Summary & Overview
HCPCS G9899: Mammography Results Documented and Reviewed
HCPCS Level II code G9899 denotes documentation and review of mammography results—covering screening, diagnostic, and digital breast tomosynthesis (3D) studies. This administrative imaging code captures the professional act of reviewing and recording mammography findings, distinct from the technical image acquisition. Nationally, accurate use of G9899 supports care coordination, quality measurement, and appropriate clinical follow‑up after breast imaging.
Key payers addressed include Aetna, Blue Cross Blue Shield, Cigna Health, UnitedHealthcare, and Medicare. Readers will find a concise overview of clinical context for use of the code, typical sites of service where documentation and review occur, and the common payer landscape for coverage considerations.

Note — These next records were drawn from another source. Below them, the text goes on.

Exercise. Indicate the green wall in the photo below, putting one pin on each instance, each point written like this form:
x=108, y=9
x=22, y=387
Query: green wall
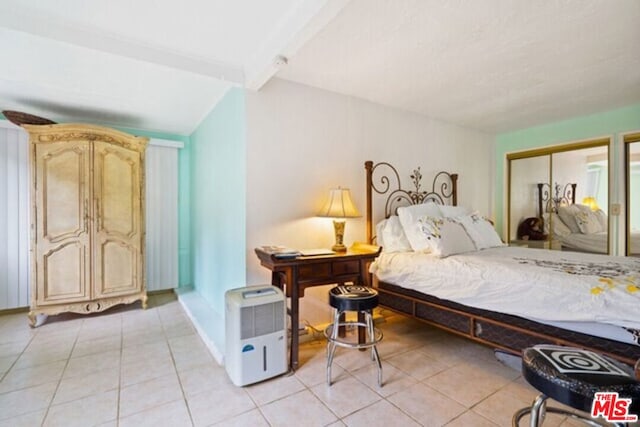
x=183, y=201
x=218, y=201
x=609, y=123
x=184, y=229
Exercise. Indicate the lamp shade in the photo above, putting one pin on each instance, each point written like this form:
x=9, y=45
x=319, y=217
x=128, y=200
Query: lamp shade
x=591, y=202
x=339, y=205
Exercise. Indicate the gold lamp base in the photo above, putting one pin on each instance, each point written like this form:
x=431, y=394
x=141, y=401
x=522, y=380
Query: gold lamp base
x=338, y=226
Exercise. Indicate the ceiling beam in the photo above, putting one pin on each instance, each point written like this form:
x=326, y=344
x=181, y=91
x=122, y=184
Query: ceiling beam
x=42, y=26
x=303, y=22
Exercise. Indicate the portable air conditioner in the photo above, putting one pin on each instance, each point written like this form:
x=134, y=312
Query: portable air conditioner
x=256, y=334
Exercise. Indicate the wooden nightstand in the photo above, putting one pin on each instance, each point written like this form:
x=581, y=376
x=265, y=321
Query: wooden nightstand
x=556, y=245
x=294, y=275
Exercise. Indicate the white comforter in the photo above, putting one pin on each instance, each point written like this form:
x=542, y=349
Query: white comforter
x=546, y=286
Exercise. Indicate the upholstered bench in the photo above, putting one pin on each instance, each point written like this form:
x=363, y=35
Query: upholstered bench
x=576, y=377
x=353, y=298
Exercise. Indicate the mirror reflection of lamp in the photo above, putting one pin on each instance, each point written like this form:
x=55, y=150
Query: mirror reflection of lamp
x=339, y=205
x=591, y=202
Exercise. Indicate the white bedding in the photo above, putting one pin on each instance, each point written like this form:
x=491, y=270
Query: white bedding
x=595, y=242
x=541, y=285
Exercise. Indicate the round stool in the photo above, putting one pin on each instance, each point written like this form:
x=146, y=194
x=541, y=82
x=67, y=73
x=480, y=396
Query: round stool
x=353, y=298
x=573, y=376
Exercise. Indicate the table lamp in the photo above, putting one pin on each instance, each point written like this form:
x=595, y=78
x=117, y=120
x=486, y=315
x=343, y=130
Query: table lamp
x=591, y=202
x=339, y=205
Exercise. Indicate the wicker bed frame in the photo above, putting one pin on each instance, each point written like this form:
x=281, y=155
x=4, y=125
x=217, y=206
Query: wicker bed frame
x=502, y=331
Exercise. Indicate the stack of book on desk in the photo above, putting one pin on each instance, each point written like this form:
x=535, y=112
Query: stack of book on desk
x=281, y=251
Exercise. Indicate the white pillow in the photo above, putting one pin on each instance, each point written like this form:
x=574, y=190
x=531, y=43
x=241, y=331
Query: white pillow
x=409, y=215
x=558, y=227
x=446, y=236
x=481, y=231
x=391, y=237
x=567, y=215
x=379, y=232
x=587, y=220
x=452, y=211
x=602, y=218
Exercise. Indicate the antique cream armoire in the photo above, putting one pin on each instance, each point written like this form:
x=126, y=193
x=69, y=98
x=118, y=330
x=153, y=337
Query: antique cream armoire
x=87, y=219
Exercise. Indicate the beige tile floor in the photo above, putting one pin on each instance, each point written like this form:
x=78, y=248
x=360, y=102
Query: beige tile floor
x=133, y=367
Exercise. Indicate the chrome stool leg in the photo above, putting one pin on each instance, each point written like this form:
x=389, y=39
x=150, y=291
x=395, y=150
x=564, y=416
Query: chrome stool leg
x=331, y=343
x=374, y=349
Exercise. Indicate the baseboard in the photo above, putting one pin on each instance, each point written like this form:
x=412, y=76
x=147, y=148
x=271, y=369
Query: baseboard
x=15, y=310
x=201, y=315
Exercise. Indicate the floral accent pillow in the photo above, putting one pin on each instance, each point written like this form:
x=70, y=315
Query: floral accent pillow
x=481, y=231
x=409, y=219
x=391, y=237
x=587, y=220
x=446, y=236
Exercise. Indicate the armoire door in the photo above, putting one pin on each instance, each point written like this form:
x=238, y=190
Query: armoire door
x=62, y=234
x=118, y=236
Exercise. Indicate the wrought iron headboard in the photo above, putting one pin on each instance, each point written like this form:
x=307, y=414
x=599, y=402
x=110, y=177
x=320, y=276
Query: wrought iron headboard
x=549, y=201
x=384, y=180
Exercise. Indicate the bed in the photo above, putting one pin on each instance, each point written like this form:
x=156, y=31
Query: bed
x=446, y=291
x=577, y=227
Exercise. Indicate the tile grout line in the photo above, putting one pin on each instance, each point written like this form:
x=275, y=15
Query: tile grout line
x=173, y=361
x=120, y=371
x=53, y=396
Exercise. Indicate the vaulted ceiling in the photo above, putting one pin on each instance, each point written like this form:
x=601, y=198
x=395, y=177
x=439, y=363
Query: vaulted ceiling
x=492, y=65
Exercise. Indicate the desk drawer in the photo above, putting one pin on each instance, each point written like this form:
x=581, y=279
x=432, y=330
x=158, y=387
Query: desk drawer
x=314, y=271
x=346, y=267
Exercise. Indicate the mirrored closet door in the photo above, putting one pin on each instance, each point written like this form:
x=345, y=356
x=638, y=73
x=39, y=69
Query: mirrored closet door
x=632, y=162
x=559, y=197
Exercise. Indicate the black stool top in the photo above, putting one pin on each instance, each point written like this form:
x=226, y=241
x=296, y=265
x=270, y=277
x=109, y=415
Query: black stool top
x=573, y=376
x=353, y=298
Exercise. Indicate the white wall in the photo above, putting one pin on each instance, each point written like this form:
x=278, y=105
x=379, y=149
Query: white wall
x=301, y=141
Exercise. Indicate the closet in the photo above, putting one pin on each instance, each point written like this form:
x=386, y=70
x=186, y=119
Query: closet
x=87, y=219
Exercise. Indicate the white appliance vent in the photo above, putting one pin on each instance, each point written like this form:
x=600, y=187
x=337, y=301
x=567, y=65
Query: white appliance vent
x=256, y=334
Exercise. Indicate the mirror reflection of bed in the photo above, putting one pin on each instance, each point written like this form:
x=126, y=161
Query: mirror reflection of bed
x=633, y=194
x=444, y=264
x=574, y=198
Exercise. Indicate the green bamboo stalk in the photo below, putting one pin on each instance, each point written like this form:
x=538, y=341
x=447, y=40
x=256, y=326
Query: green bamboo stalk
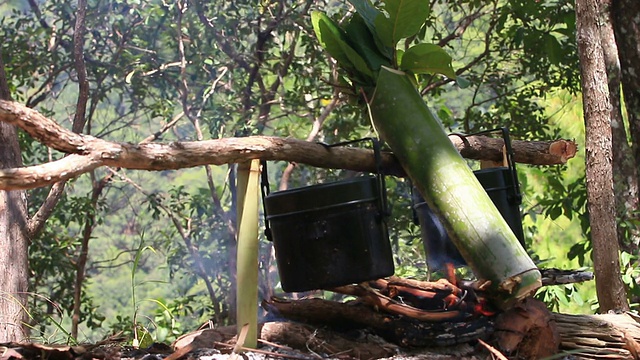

The publication outlines where G9899 fits within breast imaging workflows and what to expect in claims handling.
This summary prepares readers to review benchmarks, payer policy summaries, and coding guidance sections found later in the full report. Data not supplied in the input—such as associated taxonomies, specific ICD‑10 pairing guidance, and related codes—is noted as unavailable and is not fabricated here.
Billing Code Overview
HCPCS Level II code G9899 represents screening or diagnostic mammography results documented and reviewed, including film, digital, or digital breast tomosynthesis (3D) mammography. The code describes the act of documenting and reviewing imaging results rather than performing the image acquisition itself.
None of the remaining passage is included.